Satan doesn’t want you to see,the danger of living in this world.  He wants you going through your day with your dukes down, as though you have nothing to fear.

He doesn’t want you to see how impossible it is to live as you were created to live – dependently.

He wants you minimizing the law, dumbing it down to where the Christian life is do-able and possible because you are a mature, responsible, sensible, adult follower of Jesus.

He doesn’t want you to recognize how pervasive and subtle the message of self-confidence is, whether you are watching TV, online, in church, or just driving down the road.

He wants you feeling good about yourself as your reason for living; your performance/decisions/reputation/righteousness.

He wants you distracted from fixing your eyes and thoughts on Jesus, and instead wants you self-absorbed.  Even your sacrifice for others, he will use to nurture a sense of worthiness in you.

He doesn’t want you asking for intervention from on High: to be freshly convicted of your sin of independence.

And once you recognize the problem, he wants you striving to abide in Jesus, instead of confessing your unbelief, your dissatisfaction with Jesus and His righteousness.

–StrongDave, needing prayer to function more as a Jesus-dependent, so the nonbelievers around him will be wowed and want the joy and peace that has nothing to do with circumstances (please pray now)

Different Worlds

While I’ve long known it, recently I’ve finding the following quote to be painfully all too true:

Following Jesus today requires you to practice the same single-minded non-conformity.
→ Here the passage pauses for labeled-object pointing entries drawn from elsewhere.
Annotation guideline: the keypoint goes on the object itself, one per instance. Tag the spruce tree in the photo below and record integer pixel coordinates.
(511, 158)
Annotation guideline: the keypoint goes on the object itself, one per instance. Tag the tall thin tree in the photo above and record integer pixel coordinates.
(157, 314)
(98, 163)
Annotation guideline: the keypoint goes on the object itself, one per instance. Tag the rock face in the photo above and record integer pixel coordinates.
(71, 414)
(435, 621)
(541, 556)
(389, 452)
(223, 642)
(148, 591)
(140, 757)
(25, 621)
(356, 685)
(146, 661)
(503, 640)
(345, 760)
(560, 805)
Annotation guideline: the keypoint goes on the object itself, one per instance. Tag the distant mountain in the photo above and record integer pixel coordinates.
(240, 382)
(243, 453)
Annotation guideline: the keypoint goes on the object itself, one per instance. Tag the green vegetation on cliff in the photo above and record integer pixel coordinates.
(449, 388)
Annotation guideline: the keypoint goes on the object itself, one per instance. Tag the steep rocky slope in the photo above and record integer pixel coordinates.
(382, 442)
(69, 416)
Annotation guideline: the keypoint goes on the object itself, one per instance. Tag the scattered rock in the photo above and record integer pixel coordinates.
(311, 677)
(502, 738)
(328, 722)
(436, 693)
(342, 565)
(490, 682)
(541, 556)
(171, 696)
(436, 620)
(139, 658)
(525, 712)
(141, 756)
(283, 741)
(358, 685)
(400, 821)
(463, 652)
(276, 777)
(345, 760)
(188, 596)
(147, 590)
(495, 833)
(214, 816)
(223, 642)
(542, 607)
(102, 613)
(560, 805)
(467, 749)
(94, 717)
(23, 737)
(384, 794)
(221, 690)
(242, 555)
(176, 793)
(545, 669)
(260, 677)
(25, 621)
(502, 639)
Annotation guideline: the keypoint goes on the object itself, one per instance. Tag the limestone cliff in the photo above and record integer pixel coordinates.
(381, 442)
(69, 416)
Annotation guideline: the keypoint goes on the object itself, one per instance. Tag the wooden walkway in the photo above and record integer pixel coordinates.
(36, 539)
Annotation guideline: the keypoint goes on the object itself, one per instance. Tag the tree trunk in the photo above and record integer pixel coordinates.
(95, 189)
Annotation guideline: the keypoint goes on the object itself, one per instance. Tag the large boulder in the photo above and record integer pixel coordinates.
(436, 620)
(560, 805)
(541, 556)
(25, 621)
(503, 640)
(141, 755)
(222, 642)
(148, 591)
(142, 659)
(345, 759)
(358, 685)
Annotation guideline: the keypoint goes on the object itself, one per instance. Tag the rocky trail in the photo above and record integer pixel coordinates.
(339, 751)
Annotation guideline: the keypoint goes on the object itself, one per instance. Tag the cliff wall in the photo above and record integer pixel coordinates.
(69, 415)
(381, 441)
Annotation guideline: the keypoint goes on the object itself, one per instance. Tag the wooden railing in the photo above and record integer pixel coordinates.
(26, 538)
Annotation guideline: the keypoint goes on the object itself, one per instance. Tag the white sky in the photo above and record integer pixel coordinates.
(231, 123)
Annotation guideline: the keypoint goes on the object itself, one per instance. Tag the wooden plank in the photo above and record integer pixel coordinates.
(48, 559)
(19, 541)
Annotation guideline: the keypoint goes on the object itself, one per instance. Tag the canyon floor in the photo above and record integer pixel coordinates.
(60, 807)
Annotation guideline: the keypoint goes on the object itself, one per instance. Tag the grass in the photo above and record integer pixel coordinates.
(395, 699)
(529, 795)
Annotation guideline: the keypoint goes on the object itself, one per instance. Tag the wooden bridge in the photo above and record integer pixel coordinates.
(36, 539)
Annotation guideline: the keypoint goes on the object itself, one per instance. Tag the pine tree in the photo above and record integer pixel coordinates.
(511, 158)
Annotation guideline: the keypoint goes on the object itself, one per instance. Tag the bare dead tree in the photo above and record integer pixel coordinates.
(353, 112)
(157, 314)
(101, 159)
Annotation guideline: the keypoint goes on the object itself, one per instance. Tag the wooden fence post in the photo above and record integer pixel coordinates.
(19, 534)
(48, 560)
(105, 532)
And it will produce the same effect in your life that it did with Jesus.  If you truly follow Jesus, in addition to enjoying a most excellent adventure, you will likely end up seeming too Christian for many of your pagan friends and too pagan for many of your Christian friends.  When you truly follow Jesus, you’ll spend considerable time in the world like he did, and as a result, many of your religious friends will think you’re too irreligious. On the other hand, many of your irreligious friends will find it odd that you are so focused on the spiritual.  Thus, you end up seeming both too Christian AND too pagan.

~ Dick Staub, Too Christian, Too Pagan

Distinct, Not Separated

John Stott offers a reminder of the task and the tension we, as Christians, must continually navigate when he uses the phrase:

“spiritually distinct, but NOT socially segregated.”

And here is a quote expanding this perspective:

Your business and mine as Christian people is to be in the midst of this world and its affairs, and still remain true and loyal to God, and be kept from evil.  …The task of the Christian is to be right in the midst of this world and its affairs in order that he may do the work of evangelism, spreading the gospel and the Kingdom of God, while the whole time, keeping himself un-spotted from the world.